Araştırmada, ünlü Mars meteoriti NWA7034'ten alınan ve 4,45 milyar yıllık olduğu belirlenen zirkonyum tanesindeki bulgular, suyun Mars’ın erken dönem kabuk oluşum sürecinde önemli bir rol oynadığını gösteriyor.

Mars Meteoriti NWA7034 ve Suyun İzleri

Bilim insanları, "Siyah Güzel" olarak bilinen NWA7034 meteoriti üzerinde nano ölçekli jeokimyasal analizler gerçekleştirdi. Çalışmada, zirkonyum tanesinde su açısından zengin sıvıların varlığını gösteren demir, alüminyum, itriyum ve sodyum gibi element desenleri keşfedildi. Araştırmanın ortak yazarı, Curtin Üniversitesi Dünya ve Gezegen Bilimleri Okulu’ndan Dr. Aaron Cavosie, bu bulgunun, Mars’ın erken döneminde hidrotermal sistemlerin varlığına dair önemli bir kanıt olduğunu söyledi.

Dr. Cavosie, “4,45 milyar yıl önce Mars’ta sıcak suyun elementel kanıtlarını tespit etmek için nano ölçekli jeokimya yöntemlerini kullandık. Dünya’daki yaşamın gelişiminde hidrotermal sistemler kritik öneme sahipti ve bu bulgular, erken Mars’ta da yaşanabilir ortamlar için gerekli bileşenlerin mevcut olduğunu gösteriyor,” dedi.
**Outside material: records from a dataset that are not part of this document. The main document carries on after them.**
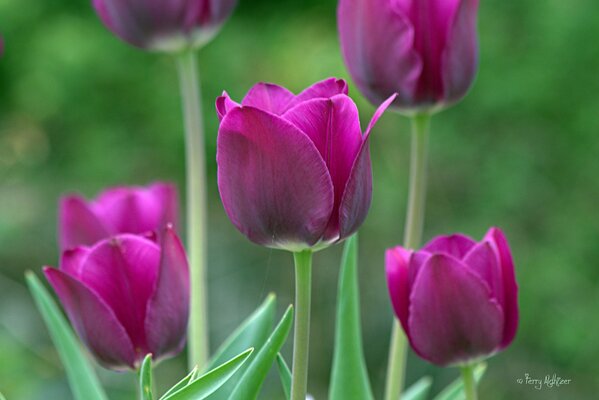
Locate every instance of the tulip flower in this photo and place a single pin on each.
(294, 172)
(425, 50)
(126, 297)
(164, 25)
(117, 210)
(456, 298)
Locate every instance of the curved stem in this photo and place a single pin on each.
(196, 207)
(469, 382)
(412, 238)
(301, 339)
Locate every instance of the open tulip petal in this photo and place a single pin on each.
(93, 320)
(453, 318)
(274, 184)
(168, 308)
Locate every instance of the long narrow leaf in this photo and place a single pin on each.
(349, 379)
(80, 374)
(285, 375)
(208, 383)
(455, 390)
(250, 383)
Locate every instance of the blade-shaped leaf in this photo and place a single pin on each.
(419, 390)
(285, 375)
(145, 379)
(208, 383)
(250, 383)
(80, 374)
(455, 389)
(253, 332)
(349, 378)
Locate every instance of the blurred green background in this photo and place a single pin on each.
(80, 110)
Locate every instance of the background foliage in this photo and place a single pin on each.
(80, 110)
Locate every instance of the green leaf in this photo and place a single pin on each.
(145, 379)
(181, 384)
(80, 374)
(208, 383)
(285, 375)
(455, 390)
(251, 381)
(349, 377)
(253, 332)
(419, 390)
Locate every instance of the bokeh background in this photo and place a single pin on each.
(79, 111)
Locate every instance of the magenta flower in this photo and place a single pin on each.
(456, 299)
(425, 50)
(163, 25)
(117, 210)
(126, 297)
(294, 171)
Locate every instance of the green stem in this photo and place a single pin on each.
(412, 238)
(469, 382)
(301, 340)
(196, 207)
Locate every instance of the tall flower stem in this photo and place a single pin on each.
(412, 238)
(196, 207)
(301, 339)
(469, 382)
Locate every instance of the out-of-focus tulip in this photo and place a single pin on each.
(164, 25)
(294, 172)
(456, 299)
(117, 210)
(126, 297)
(425, 50)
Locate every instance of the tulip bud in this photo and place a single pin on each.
(456, 299)
(162, 25)
(294, 172)
(117, 210)
(126, 297)
(425, 50)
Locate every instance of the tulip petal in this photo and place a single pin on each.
(460, 57)
(273, 183)
(500, 245)
(123, 272)
(396, 266)
(455, 245)
(453, 317)
(168, 308)
(376, 42)
(93, 320)
(224, 104)
(333, 125)
(269, 97)
(78, 224)
(357, 193)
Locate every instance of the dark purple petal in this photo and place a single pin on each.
(376, 41)
(357, 193)
(453, 317)
(123, 272)
(273, 183)
(78, 223)
(269, 97)
(94, 321)
(168, 308)
(501, 246)
(457, 245)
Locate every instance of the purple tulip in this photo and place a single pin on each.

Mars’ın Erken Tarihi ve Su

Araştırmacılar, Mars’ın kabuğunda büyük meteorit çarpmalarına rağmen yaklaşık 4,1 milyar yıl önce Nuh Öncesi dönemde suyun var olduğunu ortaya koydu. Dr. Cavosie, aynı zirkonyum tanesi üzerinde 2022’de yapılan bir çalışmada, meteorit çarpmaları nedeniyle “şoklandığını” belirlediklerini ve bunun Mars’tan gelen ilk ve tek şoklanmış zirkonyum tanesi olduğunu açıkladı. Yeni araştırma, bu tanede suya dair belirgin jeokimyasal işaretler tespit ederek, Mars’ın bilinen en eski kabuğunda suyun izlerini ortaya koydu.

Dr. Cavosie, “Bu çalışma, Mars’ın kabuğunun en erken döneminde su açısından zengin sıvıların var olduğunu ve bu sıvıların erken Mars magmatik süreçlerine eşlik ettiğini gösteriyor. Bu, Mars’ın yaşanabilirlik potansiyelini anlamak adına kritik bir adım,” dedi.

Çalışmanın baş yazarı, Lozan Üniversitesi’nden Dr. Jack Gillespie, Curtin Üniversitesi’nde doktora sonrası araştırma görevlisi olarak görev yaparken bu araştırmaya liderlik etti. Çalışmaya Curtin Uzay Bilimi ve Teknoloji Merkezi, John de Laeter Merkezi ve Adelaide Üniversitesi’nden araştırmacılar da katkı sağladı.

Bulgular, bilim dünyasında prestijli bir yer edinen Science Advances dergisinde yayımlandı.